16. Nasce uma estrela

16. Nasce uma estrela

Frio de rodoviária. A noite impregnada de cheiros e emoções. O vento sacudia os galhos floridos das laranjeiras e esparzia seu incenso na limpidez da noite. Embora o calendário apontasse para o final do inverno, o brilho intenso das estrelas prometia geada ao amanhecer.

Os passageiros já acomodados nos bancos do ônibus aconchegavam-se quanto possível em mantas e cobertores. Fechei melhor meu casaco e aproximei o cachecol do rosto, protegendo a boca e o nariz.

Na plataforma de embarque, apressados retardatários e o grupo que não mostrava intenção de se desfazer. Grossos blusões de lã, gorros, calças jeans e tênis denunciavam-lhes a idade e a despreocupação. No meio das vozes adolescentes, excitadas, sobressaía vez ou outra uma fala adulta: “Cuide da saúde.” “Não deixe de dar notícias.”

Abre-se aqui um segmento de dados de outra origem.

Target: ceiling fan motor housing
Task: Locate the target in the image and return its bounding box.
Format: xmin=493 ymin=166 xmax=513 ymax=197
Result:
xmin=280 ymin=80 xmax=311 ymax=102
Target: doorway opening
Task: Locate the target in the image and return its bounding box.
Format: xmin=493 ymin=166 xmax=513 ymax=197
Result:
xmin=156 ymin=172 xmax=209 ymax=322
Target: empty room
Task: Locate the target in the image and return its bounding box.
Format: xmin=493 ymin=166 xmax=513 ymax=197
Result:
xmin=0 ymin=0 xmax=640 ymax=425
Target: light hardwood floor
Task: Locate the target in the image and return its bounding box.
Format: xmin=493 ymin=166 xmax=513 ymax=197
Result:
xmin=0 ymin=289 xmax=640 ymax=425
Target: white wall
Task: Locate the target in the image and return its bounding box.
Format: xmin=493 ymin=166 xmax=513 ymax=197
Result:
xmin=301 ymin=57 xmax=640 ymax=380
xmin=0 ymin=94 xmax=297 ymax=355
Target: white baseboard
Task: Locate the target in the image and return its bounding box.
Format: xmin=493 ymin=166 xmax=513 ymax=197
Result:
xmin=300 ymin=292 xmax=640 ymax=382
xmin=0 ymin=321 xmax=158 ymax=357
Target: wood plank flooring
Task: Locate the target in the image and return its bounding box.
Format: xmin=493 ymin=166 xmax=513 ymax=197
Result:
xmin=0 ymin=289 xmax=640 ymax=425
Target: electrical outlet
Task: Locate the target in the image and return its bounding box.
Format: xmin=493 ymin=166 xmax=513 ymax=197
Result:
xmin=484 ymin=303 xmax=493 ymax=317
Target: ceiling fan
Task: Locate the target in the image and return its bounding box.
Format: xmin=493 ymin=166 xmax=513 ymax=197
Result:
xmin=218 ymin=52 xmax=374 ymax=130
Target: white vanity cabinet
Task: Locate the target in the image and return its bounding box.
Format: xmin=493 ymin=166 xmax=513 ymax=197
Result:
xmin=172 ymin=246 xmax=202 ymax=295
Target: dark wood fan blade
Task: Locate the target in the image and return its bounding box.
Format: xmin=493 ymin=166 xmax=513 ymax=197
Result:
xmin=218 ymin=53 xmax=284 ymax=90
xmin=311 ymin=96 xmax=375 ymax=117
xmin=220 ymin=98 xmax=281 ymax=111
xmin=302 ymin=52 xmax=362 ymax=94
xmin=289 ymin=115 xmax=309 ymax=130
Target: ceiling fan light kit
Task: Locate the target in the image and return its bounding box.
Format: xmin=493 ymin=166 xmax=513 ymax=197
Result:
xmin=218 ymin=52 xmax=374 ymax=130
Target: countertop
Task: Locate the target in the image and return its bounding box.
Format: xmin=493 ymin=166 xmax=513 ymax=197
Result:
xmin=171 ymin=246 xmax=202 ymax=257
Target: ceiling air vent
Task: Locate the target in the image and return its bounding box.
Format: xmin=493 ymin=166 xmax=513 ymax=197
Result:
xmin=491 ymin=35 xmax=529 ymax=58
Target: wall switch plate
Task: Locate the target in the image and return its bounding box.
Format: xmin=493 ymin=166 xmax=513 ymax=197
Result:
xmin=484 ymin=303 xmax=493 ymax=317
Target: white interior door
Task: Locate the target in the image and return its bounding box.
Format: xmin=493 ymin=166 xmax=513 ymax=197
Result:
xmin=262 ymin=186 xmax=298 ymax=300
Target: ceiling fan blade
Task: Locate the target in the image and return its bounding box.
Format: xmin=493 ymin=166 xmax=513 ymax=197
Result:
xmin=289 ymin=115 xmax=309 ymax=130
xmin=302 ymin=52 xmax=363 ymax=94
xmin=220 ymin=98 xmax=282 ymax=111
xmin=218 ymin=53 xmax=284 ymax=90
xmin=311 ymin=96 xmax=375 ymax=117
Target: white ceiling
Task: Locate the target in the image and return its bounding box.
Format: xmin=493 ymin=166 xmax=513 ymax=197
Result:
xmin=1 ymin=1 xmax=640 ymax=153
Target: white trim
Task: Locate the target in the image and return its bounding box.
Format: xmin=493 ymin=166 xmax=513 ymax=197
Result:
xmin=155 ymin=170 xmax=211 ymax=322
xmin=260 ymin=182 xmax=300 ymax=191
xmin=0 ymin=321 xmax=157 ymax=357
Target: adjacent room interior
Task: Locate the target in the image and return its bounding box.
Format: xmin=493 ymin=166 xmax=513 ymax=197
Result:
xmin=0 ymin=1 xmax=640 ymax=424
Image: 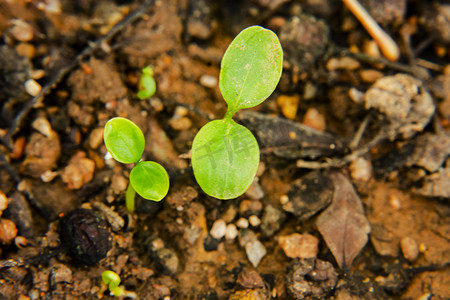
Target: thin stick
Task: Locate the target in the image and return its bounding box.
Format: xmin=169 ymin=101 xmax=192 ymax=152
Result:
xmin=297 ymin=131 xmax=389 ymax=169
xmin=3 ymin=0 xmax=155 ymax=149
xmin=342 ymin=0 xmax=400 ymax=61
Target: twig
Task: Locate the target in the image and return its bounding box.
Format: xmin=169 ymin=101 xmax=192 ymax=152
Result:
xmin=348 ymin=113 xmax=372 ymax=150
xmin=342 ymin=0 xmax=400 ymax=61
xmin=297 ymin=131 xmax=389 ymax=169
xmin=3 ymin=0 xmax=155 ymax=149
xmin=331 ymin=47 xmax=430 ymax=80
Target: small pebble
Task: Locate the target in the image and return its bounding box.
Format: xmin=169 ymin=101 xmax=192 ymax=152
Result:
xmin=236 ymin=218 xmax=249 ymax=229
xmin=0 ymin=219 xmax=17 ymax=244
xmin=89 ymin=127 xmax=103 ymax=149
xmin=61 ymin=152 xmax=95 ymax=190
xmin=25 ymin=79 xmax=42 ymax=97
xmin=209 ymin=219 xmax=227 ymax=240
xmin=303 ymin=107 xmax=326 ymax=131
xmin=239 ymin=200 xmax=263 ymax=216
xmin=362 ymin=40 xmax=381 ymax=57
xmin=30 ymin=69 xmax=45 ymax=79
xmin=111 ymin=174 xmax=128 ymax=194
xmin=31 ymin=117 xmax=53 ymax=137
xmin=14 ymin=235 xmax=28 ymax=249
xmin=151 ymin=238 xmax=164 ymax=251
xmin=225 ymin=224 xmax=238 ymax=240
xmin=10 ymin=19 xmax=34 ymax=42
xmin=350 ymin=157 xmax=372 ymax=182
xmin=327 ymin=56 xmax=360 ymax=71
xmin=359 ymin=70 xmax=383 ymax=83
xmin=49 ymin=264 xmax=72 ymax=285
xmin=222 ymin=204 xmax=237 ymax=223
xmin=245 ymin=178 xmax=264 ymax=200
xmin=277 ymin=94 xmax=300 ymax=120
xmin=0 ymin=191 xmax=8 ymax=216
xmin=280 ymin=195 xmax=289 ymax=205
xmin=248 ymin=215 xmax=261 ymax=227
xmin=245 ymin=240 xmax=267 ymax=268
xmin=389 ymin=194 xmax=402 ymax=210
xmin=400 ymin=237 xmax=419 ymax=262
xmin=16 ymin=43 xmax=36 ymax=59
xmin=40 ymin=170 xmax=58 ymax=182
xmin=169 ymin=117 xmax=192 ymax=130
xmin=278 ymin=233 xmax=319 ymax=258
xmin=236 ymin=268 xmax=264 ymax=289
xmin=200 ymin=75 xmax=217 ymax=88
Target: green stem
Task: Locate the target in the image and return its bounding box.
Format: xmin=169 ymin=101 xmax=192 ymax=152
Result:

Instantes antes de ser anunciada a saída, em tom de expectativa, embargada, quase em sussurro, mas com força para se destacar aos comentários e recomendações, fez-se ouvir a pergunta direcionada à mãe: “Você acha que estou fazendo certo?” “Será isto mesmo?”

Sabia que ia deixar para trás tudo o que conhecera até então, que se despedia de si mesma, da menina que fora. O sonho acalentado, os projetos cultivados poderiam agora virar realidade. O mundo que a esperava parecia crescer a sua frente e ameaçar engoli-la.

Vontade de ficar? Medo? Mãos estendidas em busca de alguma solidez que lhe servisse de guia.

A resposta veio calma: “Estás, sim, filha. Pode ser o teu futuro.” “Depois … nós estamos todos aqui. Deixa te dar o meu beijo. Boa viagem. Avisa quando chegar.”

A esse sinal, os amigos, em visível agitação, sucederam-se em despedidas, bons votos, recados: “Não nos esqueça.” “Já estou com saudade.” “Despachei os pacotes. Tuas malas estão todas atrás, no lado esquerdo. Os tíquetes estão aqui.” “ Não quero chorar.”

Destacando-se pela primeira vez do grupo, com os olhos presos ainda aos que estavam na plataforma, ela subiu os degraus e entrou no ônibus: um delicado rosto de menina que a maquiagem não conseguia alterar somava-se ao corpo ágil, alto e delgado cujos movimentos suaves completavam a doçura do olhar.

Diferentemente dos demais passageiros, em roupas simples e despretensiosas, vestia um elegante conjunto de lã em harmonia com delicadas botinhas de salto e bico fino. Os amigos espremiam-se junto à janela para acompanhá-la até o último minuto. O que estaria codificado em cada semblante? Adeus? Quero ir contigo? Não nos deixes? Inveja?
Solidariedade?

Um imenso leãozinho apertado contra o peito traía a aparência adulta que a determinação impunha à garota. Alcançando o assento que lhe cabia, ela acenou para os que ficavam e acomodou a bolsa no porta-bagagem.
Apagadas as luzes, o ônibus tomou a estrada. Pouco a pouco, os passageiros se entregaram ao sono. A menina se deixou ficar… quieta, enroscada em sua poltrona, com seu bicho de pelúcia ao colo, numa cumplicidade estabelecida pelo silêncio.

O som da campainha assustou os rostos amassados anunciando que o dia amanhecia e a viagem chegava a seu termo.

Na entrada da cidade, os jardins das casas rasas emendavam-se com prédios de pouca altura. Aqui e ali, apagavam-se as luzes das ruas e caminhavam trabalhadores prontos para o dia que começava.

O ônibus parou. O motorista, solícito, desembarcou e demorou-se a ajeitar as muitas malas e pacotes da mocinha que ali ficava. No muro, o leãozinho aguardava.

Com o veículo novamente em movimento, deixamos de ver nossa companheira de jornada, encoberta agora pelos ramos e vagens de uma cássia de que o frio da estação arrancara as folhas. O céu se coloria com a presença do sol. O vento balouçava os galhos desnudos. Como sinos da felicidade, faiscavam as favas de ouro velho.